Feature request: run bcbio on awsbatch

cariaso commented 4 years ago

bcbio currently supports several schedulers (lsf, sge, torque, slurm, pbspro) https://bcbio-nextgen.readthedocs.io/en/latest/contents/parallel.html

aws parallelcluster also supports several schedulers (sge, torque, slurm, awsbatch) https://docs.aws.amazon.com/parallelcluster/latest/ug/cluster-definition.html#scheduler

in both cases, it is possible to switch between the different schedulers via a trivial change to their respective settings.

However aws parallelcluster supports a scheduler named awsbatch, which is not supported by bcbio. This scheduler has compelling features (autoscaling) and has a command line interface which will be immediately familiar to anyone who's used other schedulers https://docs.aws.amazon.com/parallelcluster/latest/ug/awsbatchcli.html (awsbsub = sge's qstat / lfs's bsub, awsbstat, awsbkill, awsbqueues, awsbhosts)

example usage visible at https://docs.aws.amazon.com/parallelcluster/latest/ug/tutorials_03_batch_mpi.html

The existing bcbio scheduler support isn't actually in bcbio. It's in ipython/ipyparallel however the code to support each of the schedulers is ~100 lines each, https://github.com/ipython/ipyparallel/blob/f2c10970b782b60b2f2ec04e95ab88d204d6c6b9/ipyparallel/apps/launcher.py#L1352 and it seems likely that awsbatch would be extremely similar.

Related to https://github.com/bcbio/bcbio-nextgen/issues/3022 but a perhaps simpler way to get a good enough result without some of the CWL complexity.

roryk commented 4 years ago

Thanks so much @cariaso, I didn't realize AWS batch worked like that. Do you have experience using AWS batch like this? What has to happen to setup the virtual cluster in the first place?
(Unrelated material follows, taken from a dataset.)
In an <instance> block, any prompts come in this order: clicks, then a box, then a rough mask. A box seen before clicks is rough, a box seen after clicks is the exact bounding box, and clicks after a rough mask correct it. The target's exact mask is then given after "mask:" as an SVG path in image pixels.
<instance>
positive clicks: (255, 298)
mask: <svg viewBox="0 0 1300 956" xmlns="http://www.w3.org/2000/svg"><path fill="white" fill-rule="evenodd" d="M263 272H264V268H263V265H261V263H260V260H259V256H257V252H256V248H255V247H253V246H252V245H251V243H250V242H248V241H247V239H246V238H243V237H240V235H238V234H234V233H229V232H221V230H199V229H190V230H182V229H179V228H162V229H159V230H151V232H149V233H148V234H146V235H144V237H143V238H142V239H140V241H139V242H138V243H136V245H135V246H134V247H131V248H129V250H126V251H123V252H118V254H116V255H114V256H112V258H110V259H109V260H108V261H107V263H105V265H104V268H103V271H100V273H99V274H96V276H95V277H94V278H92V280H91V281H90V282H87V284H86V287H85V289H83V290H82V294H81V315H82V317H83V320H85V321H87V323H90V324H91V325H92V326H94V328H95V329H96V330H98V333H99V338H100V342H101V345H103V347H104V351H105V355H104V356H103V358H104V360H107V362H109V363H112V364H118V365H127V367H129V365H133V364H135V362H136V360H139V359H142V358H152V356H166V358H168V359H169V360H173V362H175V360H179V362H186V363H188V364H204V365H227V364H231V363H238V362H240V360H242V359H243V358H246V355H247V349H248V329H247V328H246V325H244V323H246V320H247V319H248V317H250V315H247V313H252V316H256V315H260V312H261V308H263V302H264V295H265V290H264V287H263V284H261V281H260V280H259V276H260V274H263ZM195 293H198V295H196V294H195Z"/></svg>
bcbio is using https://github.com/roryk/ipython-cluster-helper to do bcbio-specific configuration of the ipyparallel launchers, so we could easily add aws batch support there.
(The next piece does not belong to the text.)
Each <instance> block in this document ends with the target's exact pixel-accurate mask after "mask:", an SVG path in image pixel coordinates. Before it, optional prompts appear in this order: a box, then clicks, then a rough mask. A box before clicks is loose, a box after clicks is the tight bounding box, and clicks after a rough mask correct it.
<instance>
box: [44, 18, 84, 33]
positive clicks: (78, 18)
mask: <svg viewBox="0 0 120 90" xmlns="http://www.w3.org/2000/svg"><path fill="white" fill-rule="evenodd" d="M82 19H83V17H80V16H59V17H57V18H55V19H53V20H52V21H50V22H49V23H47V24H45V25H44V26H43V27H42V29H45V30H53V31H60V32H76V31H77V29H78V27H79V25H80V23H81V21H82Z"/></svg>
cariaso commented 4 years ago

I didn't realize AWS batch worked like that.

I think there is some naming confusion that makes this non-obvious. https://aws.amazon.com/batch/ is a service like ec2, s3 etc.
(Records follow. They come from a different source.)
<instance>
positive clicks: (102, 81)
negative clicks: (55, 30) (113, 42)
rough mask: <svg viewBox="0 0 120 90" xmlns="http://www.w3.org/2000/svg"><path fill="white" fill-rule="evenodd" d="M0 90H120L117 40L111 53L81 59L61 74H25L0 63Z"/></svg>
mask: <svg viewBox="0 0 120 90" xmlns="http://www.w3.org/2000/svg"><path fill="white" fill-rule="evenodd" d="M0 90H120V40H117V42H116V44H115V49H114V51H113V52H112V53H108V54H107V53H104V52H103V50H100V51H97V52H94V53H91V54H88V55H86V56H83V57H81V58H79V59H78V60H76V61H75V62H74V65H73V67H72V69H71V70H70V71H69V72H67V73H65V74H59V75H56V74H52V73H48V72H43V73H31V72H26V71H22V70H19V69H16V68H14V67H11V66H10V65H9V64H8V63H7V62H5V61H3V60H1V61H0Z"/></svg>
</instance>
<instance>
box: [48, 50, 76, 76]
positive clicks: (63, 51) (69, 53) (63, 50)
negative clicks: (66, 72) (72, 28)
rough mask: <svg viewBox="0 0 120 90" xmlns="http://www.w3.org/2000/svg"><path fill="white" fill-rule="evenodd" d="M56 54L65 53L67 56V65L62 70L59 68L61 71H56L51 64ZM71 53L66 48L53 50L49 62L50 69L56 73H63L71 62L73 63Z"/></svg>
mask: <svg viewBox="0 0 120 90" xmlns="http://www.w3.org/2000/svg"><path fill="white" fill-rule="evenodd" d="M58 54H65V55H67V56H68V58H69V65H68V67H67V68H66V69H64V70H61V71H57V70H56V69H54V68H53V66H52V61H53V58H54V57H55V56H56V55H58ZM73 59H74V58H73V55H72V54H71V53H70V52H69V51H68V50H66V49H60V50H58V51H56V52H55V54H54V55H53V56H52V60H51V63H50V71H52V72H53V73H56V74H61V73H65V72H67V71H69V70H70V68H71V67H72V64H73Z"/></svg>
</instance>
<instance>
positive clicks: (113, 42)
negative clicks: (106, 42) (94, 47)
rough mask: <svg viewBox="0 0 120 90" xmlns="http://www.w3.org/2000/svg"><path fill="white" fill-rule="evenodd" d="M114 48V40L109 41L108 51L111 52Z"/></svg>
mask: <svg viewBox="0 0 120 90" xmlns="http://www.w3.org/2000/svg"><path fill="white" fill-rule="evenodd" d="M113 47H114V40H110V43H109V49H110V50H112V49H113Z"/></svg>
https://pypi.org/project/aws-parallelcluster/ is software, with some lineage to CfnCluster and possibly http://star.mit.edu/cluster/ before that. Part of this software introduces a scheduler semi-confusingly named awsbatch, which allows use of the AWS Service named Batch, through a more familiar interface. https://docs.aws.amazon.com/parallelcluster/latest/ug/awsbatchcli.html

Do you have experience using AWS batch like this?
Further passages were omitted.